New Delhi, Nov. 19: Maoist stronghold Rowghat in Chhattisgarh has become a place of refuge for Steel Authority of India (SAIL).
The steel PSU is confronting an acute iron ore shortage, and it is banking on the 511-million-tonne reserves at Rowghat — so much so it is now building barracks for about 4,000 CRPF personnel to man the scarce resource.
SAIL has been forced to go in for the costly security cover to keep iron ore flowing to its steel mills, after stalled forest clearances shut down two of its top mines — Bolani in Odisha and Gua in Jharkhand.
Of the 18-19mt of iron ore the steel giant requires for its factories at Bhilai, Rourkella, Bokaro, Burnpur, Durgapur and Salem, some 7 million tonnes used to come from these two shut mines.
The shortfall, which is not yet pinching as SAIL has some stocks at Bolani and Guaas well as at factories, could translate into costly imports in the year ahead unless either Rowghat starts producing or the shut mines restart.
The CRPF forces who are to be deployed had demanded that barracks be built for them before they were sent to protect the mine. However, in a chicken-and-egg situation, contractors have asked for at least one battalion to be posted to guard those who build the barracks. So, a battalion of CRPF paramilitary forces has already been deployed at the building site.

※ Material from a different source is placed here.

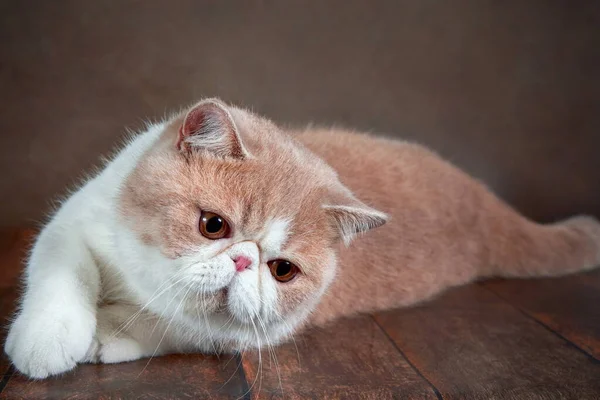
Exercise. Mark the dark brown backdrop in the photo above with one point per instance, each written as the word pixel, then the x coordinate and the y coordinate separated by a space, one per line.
pixel 509 90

Rowghat has long been used by the Maoist groups as a base for operations in the tribal state. SAIL’s Rowghat mining area is in Malta reserve forest area, a place forest department officials have deserted long back. The mine lease is spread over seven blocks — Raodongri, Block-A, Tarhur Anjrel, Korgaon, Khargaon and Takrel.
The forces would guard not only the mines which will supply up to 14mt per annum of iron ore to Bhilai steel plant but also a new railway line —Dalli-Rajhara-Rowghat-Jagdalpur — to be built by the Railways, NMDC and the Chhattisgarh government on a cost-sharing basis.